# Contributing

## Development setup

### Prerequisites

- NVIDIA GPU with CUDA support
- [micromamba](https://mamba.readthedocs.io/en/latest/installation/micromamba-installation.html), conda/mamba, or [uv](https://docs.astral.sh/uv/)
- A RAPIDS environment (e.g., conda `rapids-26.04` or pip-installed RAPIDS)

### Clone and install

```bash
git clone https://github.com/scverse/rapids_singlecell.git
cd rapids_singlecell
(uv) pip install -e ".[test]"
```

The editable install compiles the CUDA kernels for your local GPU architecture.
After the install, compiled `.so` modules and `.pyi` type stubs are placed in `src/rapids_singlecell/_cuda/`.

### Pre-commit hooks

```bash
pip install pre-commit
pre-commit install
```

Run manually on all files:

```bash
pre-commit run --all-files
```

## Project structure

```
rapids_singlecell/
├── src/rapids_singlecell/       # Python source
│   ├── preprocessing/           # pp module (normalize, scale, HVG, etc.)
│   ├── tools/                   # tl module (PCA, UMAP, clustering, etc.)
│   ├── squidpy_gpu/             # spatial analysis (co_occurrence, ligrec, etc.)
│   ├── pertpy_gpu/              # perturbation analysis (edistance, etc.)
│   ├── decoupler_gpu/           # pathway analysis
│   ├── get/                     # CPU/GPU data transfer utilities
│   └── _cuda/                   # Compiled CUDA kernels (nanobind)
│       ├── nb_types.h           # Shared ndarray type aliases
│       ├── <module>/            # Each kernel module (e.g., wilcoxon/)
│       │   ├── <module>.cu      # nanobind bindings + launch wrappers
│       │   └── kernels_*.cuh    # CUDA kernel implementations
│       ├── *.abi3.so            # Compiled modules (gitignored)
│       ├── *.pyi                # Type stubs (gitignored, auto-generated)
│       └── py.typed             # PEP 561 marker (gitignored, auto-generated)
├── tests/                       # pytest test suite
├── docs/                        # Sphinx documentation
├── docker/                      # Docker and CI build images
├── conda/                       # Conda environment files
├── CMakeLists.txt               # CMake build for CUDA extensions
└── pyproject.toml               # Project metadata and build config
```

## Contributing GPU code

All contributions are welcome, regardless of the GPU programming approach you use.
You do **not** need to know C++ or nanobind to contribute GPU-accelerated functions.

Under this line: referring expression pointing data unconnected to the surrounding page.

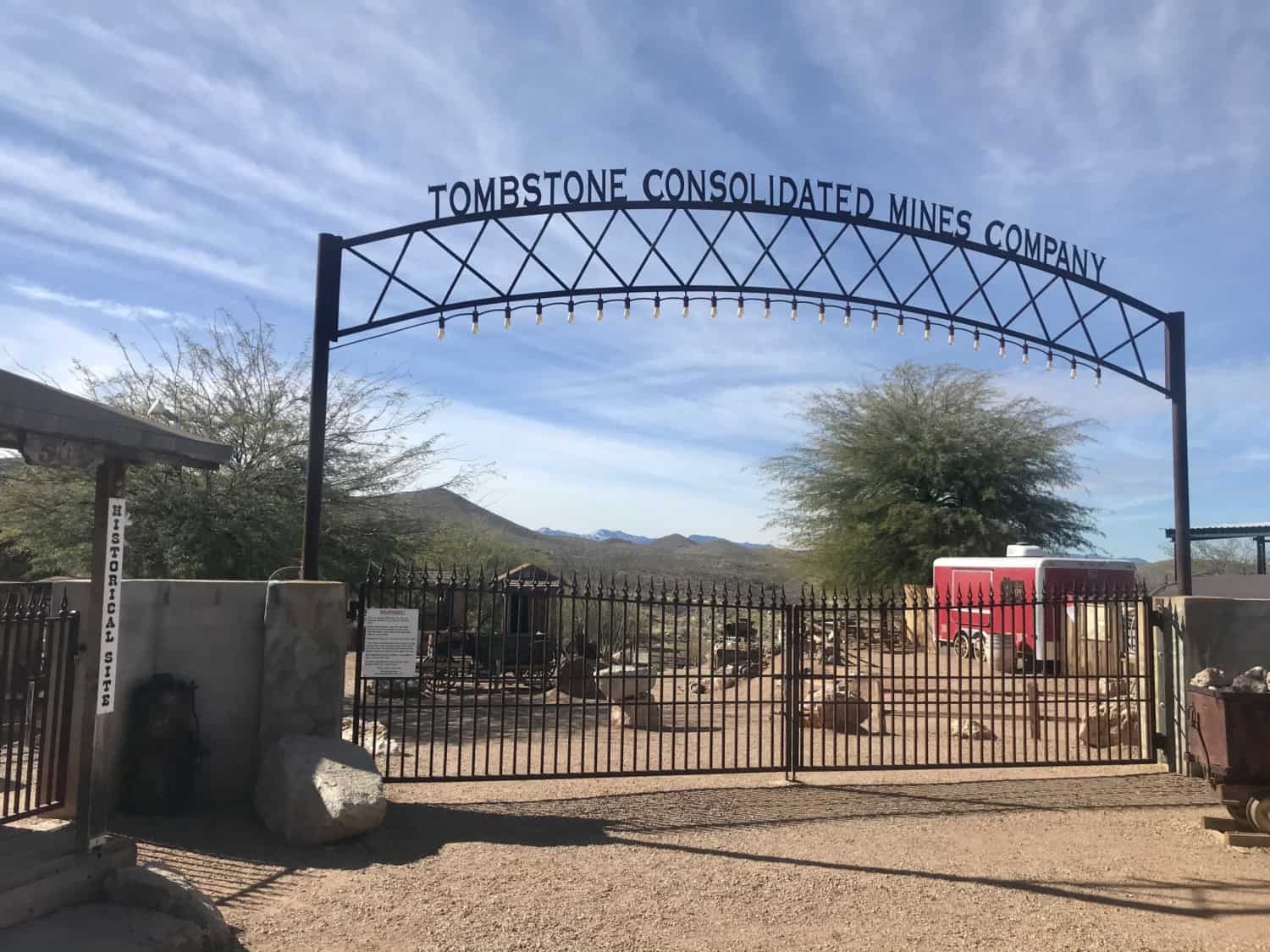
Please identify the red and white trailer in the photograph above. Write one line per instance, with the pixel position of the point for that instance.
(980, 597)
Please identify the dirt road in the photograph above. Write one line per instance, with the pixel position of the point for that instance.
(985, 860)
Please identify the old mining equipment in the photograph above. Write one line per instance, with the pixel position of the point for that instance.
(1229, 746)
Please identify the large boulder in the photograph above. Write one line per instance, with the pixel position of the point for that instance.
(639, 711)
(577, 677)
(1212, 678)
(319, 790)
(624, 680)
(970, 729)
(1252, 680)
(375, 738)
(836, 706)
(1113, 724)
(160, 889)
(1115, 687)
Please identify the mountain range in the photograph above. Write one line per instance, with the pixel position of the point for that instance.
(675, 556)
(605, 535)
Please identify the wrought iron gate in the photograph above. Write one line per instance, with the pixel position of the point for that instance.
(527, 674)
(37, 663)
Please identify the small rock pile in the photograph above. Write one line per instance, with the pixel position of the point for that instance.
(1255, 680)
(638, 711)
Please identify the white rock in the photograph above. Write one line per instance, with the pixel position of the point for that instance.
(836, 706)
(1211, 678)
(1115, 687)
(972, 730)
(319, 790)
(160, 889)
(1112, 725)
(640, 711)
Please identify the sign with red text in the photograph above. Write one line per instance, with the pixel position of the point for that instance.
(112, 598)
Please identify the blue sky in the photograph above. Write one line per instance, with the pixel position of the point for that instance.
(157, 164)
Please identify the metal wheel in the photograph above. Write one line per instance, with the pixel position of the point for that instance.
(980, 644)
(1259, 812)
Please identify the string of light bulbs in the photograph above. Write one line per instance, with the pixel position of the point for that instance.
(823, 307)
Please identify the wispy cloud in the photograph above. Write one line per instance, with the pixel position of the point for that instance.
(111, 309)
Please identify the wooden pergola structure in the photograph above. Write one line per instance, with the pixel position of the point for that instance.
(50, 426)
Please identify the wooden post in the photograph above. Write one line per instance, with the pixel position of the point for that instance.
(94, 731)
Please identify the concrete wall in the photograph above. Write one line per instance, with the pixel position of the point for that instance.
(215, 634)
(1196, 632)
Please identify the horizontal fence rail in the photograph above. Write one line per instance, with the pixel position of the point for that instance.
(528, 674)
(37, 660)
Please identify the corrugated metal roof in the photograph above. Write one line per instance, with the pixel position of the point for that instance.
(32, 409)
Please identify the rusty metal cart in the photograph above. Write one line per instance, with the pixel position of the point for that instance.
(1229, 736)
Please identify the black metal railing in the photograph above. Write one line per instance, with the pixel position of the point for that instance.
(533, 675)
(37, 662)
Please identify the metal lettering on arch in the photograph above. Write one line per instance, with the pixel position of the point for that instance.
(563, 245)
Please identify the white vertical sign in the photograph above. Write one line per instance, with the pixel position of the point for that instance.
(391, 647)
(112, 597)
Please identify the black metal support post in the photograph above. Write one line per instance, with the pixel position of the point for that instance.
(1175, 357)
(325, 325)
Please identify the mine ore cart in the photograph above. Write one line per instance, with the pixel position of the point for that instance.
(1229, 736)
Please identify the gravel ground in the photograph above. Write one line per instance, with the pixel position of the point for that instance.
(985, 860)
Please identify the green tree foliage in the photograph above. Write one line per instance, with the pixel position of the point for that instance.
(229, 382)
(926, 462)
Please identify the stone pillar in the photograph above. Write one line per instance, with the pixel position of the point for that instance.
(305, 647)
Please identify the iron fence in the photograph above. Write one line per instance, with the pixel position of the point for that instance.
(527, 674)
(38, 647)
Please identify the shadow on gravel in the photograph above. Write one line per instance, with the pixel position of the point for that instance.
(236, 861)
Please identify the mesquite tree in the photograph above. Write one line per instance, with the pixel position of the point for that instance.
(229, 382)
(927, 462)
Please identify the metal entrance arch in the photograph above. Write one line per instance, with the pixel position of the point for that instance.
(654, 258)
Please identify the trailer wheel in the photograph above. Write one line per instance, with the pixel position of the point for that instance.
(1259, 812)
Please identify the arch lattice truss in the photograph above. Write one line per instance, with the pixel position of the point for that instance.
(629, 258)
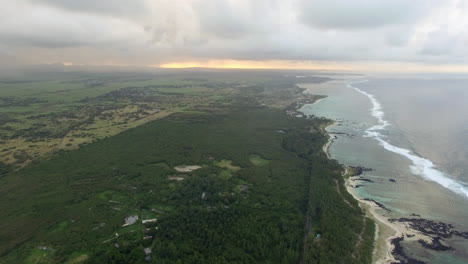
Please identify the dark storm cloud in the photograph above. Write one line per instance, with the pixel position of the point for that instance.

We accept pull requests using any of the following:

- **Pure CuPy** (array API, `cupyx.scipy`, etc.)
- **CuPy RawKernels**
- **numba-cuda** kernels
- **nanobind/CUDA C++** extensions

Please **do not** introduce JAX or PyTorch as dependencies.
The project is built on the RAPIDS/CuPy stack and we want to keep the dependency footprint "minimal".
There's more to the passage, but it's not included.